We found a plethora of descriptive studies on ARV-related errors identified and resolved by the pharmacist and the degree of acceptance of pharmacist-related activities, as well as observational studies on the consistent evidence of a positive impact of HIV clinical pharmacists on ARV adherence. Therefore, future mixed methods research, including qualitative and quantitative studies should examine the pharmacist–patient relationship, focus on determining crucial pharmacist functions which have the most impact on adherence, and test these findings in randomized controlled trials with large sample sizes. Additionally, studies should examine cost-effectiveness of pharmacists (including cost savings associated with improvements in clinical markers, as well as other outcomes, such as reductions in extraneous physician visits, emergency room visits, length of hospitalization, medication errors, etc). Further research should also expand to include HIV pharmacist responsibilities that are beyond the “traditional” functions (ie, assessment of ARV accuracy, identification of drug interactions, adherence counseling, patient/provider education, etc). These roles may include the involvement of pharmacists in conducting clinical trials, performance of motivational interviewing, interpretation of drug resistance tests and prescription of ARVs, methods of tailoring adherence-enhancing tools based on individual reasons for nonadherence, and impact on HIV prevention (eg, through offering pre- or post-exposure prophylaxis).
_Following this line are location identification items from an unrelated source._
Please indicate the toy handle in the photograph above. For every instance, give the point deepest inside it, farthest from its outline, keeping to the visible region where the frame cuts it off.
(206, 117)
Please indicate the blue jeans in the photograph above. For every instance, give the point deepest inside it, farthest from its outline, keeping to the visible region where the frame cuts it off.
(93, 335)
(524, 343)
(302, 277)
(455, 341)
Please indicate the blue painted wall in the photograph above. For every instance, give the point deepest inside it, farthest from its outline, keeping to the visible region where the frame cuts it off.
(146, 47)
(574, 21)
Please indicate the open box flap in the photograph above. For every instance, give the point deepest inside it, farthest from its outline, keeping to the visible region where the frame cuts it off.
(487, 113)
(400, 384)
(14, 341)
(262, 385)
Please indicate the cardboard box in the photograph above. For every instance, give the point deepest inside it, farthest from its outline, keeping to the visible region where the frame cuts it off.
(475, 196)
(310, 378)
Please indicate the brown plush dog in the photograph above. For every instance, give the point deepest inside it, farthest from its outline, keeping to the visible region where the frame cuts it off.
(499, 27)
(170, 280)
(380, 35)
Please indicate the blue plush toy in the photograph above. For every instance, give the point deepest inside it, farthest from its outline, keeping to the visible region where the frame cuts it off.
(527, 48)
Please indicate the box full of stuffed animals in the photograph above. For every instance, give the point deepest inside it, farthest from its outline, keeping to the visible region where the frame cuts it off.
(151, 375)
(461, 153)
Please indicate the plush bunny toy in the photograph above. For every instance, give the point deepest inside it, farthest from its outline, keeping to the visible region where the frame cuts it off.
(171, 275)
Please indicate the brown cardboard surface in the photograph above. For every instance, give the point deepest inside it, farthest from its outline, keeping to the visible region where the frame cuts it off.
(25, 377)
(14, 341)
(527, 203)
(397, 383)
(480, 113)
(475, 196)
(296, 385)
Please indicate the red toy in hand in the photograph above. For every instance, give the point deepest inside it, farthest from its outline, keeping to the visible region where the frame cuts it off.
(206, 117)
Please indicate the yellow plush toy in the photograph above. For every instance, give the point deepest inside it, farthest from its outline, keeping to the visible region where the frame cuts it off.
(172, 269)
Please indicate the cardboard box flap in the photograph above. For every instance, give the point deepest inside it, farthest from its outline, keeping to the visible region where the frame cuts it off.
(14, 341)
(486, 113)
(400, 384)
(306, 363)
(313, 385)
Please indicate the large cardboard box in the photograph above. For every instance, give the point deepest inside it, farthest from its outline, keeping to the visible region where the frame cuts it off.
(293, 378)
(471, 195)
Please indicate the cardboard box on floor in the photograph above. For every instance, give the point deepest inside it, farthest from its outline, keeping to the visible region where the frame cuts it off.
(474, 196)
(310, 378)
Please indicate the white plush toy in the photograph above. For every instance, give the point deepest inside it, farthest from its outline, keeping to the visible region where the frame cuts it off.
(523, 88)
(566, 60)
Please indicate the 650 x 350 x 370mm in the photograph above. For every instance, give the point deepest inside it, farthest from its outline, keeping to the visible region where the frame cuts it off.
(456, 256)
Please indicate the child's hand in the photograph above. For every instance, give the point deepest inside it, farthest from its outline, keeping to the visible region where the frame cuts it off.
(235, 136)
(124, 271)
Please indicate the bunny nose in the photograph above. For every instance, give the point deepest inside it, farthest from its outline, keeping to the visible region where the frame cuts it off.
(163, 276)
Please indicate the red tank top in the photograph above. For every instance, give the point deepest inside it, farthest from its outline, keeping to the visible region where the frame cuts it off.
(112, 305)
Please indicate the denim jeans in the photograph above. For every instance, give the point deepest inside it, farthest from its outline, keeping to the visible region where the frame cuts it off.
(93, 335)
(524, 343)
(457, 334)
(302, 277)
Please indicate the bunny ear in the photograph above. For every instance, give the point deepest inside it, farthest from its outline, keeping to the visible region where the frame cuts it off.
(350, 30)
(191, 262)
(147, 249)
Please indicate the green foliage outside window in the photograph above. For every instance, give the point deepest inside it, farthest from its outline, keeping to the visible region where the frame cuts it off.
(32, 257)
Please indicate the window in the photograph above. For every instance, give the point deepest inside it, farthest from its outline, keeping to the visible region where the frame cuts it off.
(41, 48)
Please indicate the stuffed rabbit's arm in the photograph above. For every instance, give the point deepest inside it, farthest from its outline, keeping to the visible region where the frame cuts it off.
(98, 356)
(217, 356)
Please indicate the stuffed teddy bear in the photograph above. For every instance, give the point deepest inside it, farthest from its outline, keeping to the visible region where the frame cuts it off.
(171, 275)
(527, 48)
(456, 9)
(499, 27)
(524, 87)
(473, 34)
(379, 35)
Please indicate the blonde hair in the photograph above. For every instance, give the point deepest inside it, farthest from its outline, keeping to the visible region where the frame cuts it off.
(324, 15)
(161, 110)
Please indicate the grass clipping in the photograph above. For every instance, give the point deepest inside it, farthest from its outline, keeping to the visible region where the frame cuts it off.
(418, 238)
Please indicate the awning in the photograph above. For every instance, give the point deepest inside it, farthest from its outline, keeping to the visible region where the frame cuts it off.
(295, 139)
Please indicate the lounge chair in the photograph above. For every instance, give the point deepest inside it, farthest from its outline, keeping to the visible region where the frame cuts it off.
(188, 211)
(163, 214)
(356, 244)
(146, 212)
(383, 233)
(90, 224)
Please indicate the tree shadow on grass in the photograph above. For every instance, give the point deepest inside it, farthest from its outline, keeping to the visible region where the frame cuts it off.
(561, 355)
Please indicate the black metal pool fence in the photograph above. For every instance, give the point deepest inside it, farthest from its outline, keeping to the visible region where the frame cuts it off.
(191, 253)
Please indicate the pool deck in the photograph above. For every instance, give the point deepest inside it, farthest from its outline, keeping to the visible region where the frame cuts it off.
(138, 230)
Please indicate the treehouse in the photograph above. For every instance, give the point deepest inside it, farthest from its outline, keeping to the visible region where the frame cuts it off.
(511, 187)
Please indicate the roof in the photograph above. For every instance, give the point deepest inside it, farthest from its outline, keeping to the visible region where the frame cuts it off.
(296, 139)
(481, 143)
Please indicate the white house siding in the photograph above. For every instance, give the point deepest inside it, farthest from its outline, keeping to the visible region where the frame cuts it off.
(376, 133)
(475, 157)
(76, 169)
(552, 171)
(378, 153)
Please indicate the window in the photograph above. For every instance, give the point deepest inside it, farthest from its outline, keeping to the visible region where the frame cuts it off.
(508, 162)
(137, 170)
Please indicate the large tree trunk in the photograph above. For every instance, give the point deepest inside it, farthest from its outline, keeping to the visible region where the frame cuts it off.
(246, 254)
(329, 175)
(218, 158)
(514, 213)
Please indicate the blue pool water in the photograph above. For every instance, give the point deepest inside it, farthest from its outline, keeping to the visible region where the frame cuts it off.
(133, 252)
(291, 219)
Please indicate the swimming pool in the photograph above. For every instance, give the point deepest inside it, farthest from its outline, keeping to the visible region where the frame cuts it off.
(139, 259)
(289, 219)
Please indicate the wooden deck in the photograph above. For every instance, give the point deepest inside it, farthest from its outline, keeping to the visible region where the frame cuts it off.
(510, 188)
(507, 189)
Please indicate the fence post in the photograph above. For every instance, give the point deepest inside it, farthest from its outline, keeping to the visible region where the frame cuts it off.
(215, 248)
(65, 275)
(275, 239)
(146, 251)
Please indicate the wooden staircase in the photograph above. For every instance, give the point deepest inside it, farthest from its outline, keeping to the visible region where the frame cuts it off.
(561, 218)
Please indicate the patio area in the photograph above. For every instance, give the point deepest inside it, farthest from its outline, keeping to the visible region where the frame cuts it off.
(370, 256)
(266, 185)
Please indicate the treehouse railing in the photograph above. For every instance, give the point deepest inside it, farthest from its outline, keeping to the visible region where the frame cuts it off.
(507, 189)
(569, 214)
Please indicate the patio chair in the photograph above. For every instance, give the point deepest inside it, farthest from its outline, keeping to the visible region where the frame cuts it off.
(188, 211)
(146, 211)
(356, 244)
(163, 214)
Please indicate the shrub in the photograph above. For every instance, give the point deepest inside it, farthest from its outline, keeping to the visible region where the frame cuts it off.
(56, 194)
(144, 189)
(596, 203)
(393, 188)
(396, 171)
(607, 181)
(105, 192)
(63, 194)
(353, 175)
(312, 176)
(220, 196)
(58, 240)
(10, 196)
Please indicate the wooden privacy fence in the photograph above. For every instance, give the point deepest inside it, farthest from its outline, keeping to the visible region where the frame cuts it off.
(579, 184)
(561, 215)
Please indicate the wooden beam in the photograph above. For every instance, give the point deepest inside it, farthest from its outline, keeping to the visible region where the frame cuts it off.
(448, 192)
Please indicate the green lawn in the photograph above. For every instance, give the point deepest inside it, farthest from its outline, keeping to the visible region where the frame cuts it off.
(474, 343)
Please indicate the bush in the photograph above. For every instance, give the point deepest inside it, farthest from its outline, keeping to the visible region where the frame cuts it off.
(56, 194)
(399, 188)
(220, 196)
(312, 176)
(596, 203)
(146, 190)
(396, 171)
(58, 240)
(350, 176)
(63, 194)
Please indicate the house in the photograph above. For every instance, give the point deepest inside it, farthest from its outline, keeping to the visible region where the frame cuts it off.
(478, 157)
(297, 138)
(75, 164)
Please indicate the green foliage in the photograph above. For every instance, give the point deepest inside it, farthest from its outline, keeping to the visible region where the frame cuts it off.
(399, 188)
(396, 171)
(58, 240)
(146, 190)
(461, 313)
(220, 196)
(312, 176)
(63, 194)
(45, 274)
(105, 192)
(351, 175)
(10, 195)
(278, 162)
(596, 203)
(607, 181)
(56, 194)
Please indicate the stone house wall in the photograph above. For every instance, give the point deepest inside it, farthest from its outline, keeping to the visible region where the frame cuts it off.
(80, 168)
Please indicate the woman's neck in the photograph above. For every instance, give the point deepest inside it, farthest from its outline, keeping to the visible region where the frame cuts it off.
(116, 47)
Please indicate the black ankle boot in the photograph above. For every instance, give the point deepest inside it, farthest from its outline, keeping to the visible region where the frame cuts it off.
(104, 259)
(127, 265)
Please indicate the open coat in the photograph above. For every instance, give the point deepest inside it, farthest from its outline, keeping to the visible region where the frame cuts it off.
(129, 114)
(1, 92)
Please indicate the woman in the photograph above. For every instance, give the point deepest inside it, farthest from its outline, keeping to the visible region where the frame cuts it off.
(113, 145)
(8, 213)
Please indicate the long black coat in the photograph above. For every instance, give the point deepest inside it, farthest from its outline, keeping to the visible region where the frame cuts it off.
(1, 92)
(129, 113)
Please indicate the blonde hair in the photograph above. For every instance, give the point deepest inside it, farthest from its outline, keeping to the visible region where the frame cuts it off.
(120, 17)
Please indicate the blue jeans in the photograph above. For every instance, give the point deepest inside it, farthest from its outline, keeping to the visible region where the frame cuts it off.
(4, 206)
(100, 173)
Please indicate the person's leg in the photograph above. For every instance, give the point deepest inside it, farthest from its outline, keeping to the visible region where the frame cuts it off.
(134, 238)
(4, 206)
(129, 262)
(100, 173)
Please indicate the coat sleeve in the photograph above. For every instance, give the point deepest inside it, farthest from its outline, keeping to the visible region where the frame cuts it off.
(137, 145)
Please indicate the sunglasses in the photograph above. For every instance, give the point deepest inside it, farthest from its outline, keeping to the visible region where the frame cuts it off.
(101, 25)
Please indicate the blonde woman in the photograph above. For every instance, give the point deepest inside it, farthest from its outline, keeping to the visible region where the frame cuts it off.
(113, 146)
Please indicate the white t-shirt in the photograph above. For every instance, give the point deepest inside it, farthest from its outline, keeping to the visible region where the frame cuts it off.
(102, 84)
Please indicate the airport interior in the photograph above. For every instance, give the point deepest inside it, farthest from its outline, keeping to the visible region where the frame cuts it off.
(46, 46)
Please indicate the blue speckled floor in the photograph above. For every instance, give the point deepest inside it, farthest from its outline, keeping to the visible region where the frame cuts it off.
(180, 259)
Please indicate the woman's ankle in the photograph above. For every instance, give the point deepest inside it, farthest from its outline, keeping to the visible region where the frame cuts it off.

It is evident in this review that research on the impact of pharmacists in HIV clinical care has evolved since the first reports in 1992. This progression includes the use of more sophisticated study designs and more complex research questions. Continued research on HIV pharmacists’ impact on the clinical care of HIV-positive individuals is underway. In ClinicalTrials.gov and the US National Institute of Health Research Portfolio Online Reporting Tools database there are currently several ongoing studies examining the role of pharmacists in HIV clinical care. Four of these studies pertain to HIV prevention by assessing and expanding the pharmacist’s role in services related to intravenous drug users purchasing syringes.^42–45 Another project is assessing factors related to the receipt of pharmacist-provided adherence counseling and the impact of a counseling session based on the information–motivation–behavioral skills model^46,47 on HIV treatment outcomes.⁴⁹ A randomized controlled trial is examining the impact of pharmacist care on ARV adherence.⁴⁹ Lastly, economic outcomes of an intervention comparing methods of offering pharmacist services are also under study.⁵⁰

Conclusion

In conclusion, this systematic review provides support for the positive association between HIV pharmacist activities and improvements in ARV adherence and viral load suppression. HIV pharmacist functions were related to reductions in hospitalization, physician office visits, number of hospital days, visits to the emergency department, pill burden, and inappropriate discontinuation of outpatient medications; as well as improvements in inpatient documentation of home medications and accuracy of ARV dosing. A high percentage of pharmacists’ recommendations were accepted by the physician or the health care team and the majority of the pharmacist’s functions involved ARV dosing, detection of drug interactions or adverse drug reactions, provision of drug information, ARV adherence counseling, and instructing on the use of adherence-enhancing tools. This systematic review provides further evidence that, with the growing number of HIV-positive individuals worldwide, the increasing intricacies of HIV treatment options, and the shortage of physicians in resource limited settings, clinical pharmacists trained in HIV pharmacotherapy are invaluable resources and are essential members of the HIV multidisciplinary care team.

Acknowledgments

The authors thank Gloria Won for her assistance with the search strategies, conducting the electronic search, and creating our preliminary EndNote library. The project described was supported by NIH award numbers F32MH086323, K23MH087218, and K24MH087220. Jennifer Cocohoba received a one-time investigator initiated research grant from Gilead Sciences in 2009.

Disclosure

The authors report no conflicts of interests in this work.